Doreen Lawrence Review: BAME employment rights and protections

Yvette Williams MBE argues for improved risk assessments, provision of PPE, and adequate sick pay to save BAME lives during the Coronavirus.

The Doreen Lawrence Review was established by Keir Starmer in April 2020 to make recommendations as to how BAME communities could be better protected from the Coronavirus.

As Yvette Williams MBE, former Head of Equality and Diversity for the Crown Prosecution Service and now cofounder of Justice 4 Grenfell, notes in her response to the Review, BAME individuals have been significantly more likely to contract and die from the Coronvirus than other groups. Over a third of Covid-19 pateints are from BAME backgrounds – nearly triple the proportion they make up in the general population. They are also less likely to receive sick pay, more likely to be in precarious employment, less likely to be able to work from home, more likely to have pre-existing health conditions that complicate their recovery from Coronavirus, and more likely to work in high-exposure occupations.

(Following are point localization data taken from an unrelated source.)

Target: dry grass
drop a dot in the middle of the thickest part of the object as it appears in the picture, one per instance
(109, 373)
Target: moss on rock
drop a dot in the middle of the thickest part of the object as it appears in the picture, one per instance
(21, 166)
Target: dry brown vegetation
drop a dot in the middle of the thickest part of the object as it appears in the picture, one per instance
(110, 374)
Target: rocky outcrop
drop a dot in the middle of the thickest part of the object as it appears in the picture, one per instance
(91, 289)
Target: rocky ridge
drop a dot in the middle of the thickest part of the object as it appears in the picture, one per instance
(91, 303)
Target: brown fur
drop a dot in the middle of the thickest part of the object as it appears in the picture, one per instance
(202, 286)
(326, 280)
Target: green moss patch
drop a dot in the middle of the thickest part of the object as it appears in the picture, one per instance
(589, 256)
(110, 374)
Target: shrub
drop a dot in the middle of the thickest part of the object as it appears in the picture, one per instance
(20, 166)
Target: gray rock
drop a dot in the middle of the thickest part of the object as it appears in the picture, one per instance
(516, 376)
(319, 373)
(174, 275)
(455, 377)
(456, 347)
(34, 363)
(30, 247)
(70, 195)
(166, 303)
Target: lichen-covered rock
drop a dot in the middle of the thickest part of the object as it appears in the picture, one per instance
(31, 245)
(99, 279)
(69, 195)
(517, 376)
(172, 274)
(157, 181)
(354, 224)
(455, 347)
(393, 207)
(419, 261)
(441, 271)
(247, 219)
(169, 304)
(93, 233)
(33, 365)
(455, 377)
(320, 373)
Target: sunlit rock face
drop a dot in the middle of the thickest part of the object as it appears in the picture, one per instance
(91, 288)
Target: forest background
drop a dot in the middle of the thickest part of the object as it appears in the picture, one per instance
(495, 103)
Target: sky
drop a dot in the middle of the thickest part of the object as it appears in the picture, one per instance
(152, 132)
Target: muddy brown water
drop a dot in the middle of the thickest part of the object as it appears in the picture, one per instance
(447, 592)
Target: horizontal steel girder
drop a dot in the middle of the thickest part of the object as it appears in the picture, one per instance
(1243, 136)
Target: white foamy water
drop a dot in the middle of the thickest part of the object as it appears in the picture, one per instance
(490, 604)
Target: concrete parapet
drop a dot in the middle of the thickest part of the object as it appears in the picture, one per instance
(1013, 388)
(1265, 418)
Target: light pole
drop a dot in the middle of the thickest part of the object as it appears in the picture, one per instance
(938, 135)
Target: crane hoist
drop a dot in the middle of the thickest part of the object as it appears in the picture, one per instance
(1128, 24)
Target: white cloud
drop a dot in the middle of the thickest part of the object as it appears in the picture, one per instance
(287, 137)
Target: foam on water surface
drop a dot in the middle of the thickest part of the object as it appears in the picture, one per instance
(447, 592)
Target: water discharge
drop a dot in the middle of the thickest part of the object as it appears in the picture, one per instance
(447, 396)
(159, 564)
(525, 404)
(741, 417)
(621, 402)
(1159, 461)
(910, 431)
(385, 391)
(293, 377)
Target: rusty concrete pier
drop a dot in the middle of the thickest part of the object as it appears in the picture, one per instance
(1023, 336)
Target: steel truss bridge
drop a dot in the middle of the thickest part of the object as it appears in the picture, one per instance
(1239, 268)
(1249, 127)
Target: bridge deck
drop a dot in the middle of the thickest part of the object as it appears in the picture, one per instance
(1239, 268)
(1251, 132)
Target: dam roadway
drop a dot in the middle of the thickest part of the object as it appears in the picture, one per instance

Research has already pointed to these factors as being key among the reasons BAME individuals have been harder hit by the pandemic than other groups.

In her consultation response, Yvette Williams briefly highlights the legislation that already exists to help protect people from race discrimination and asks why these laws have not been put to use. She goes on to make comprehensive recommendations for measures that will protect BAME workers during the pandemic and beyond, including the implementation of effective risk assessments, the provision of PPE and adequate sick leave arrangements, a mandatory duty to consider redeployment to lower-exposure environments, the introduction of ethnic pay gap reporting and proper enforcement measures with sanctions for employers who do not comply.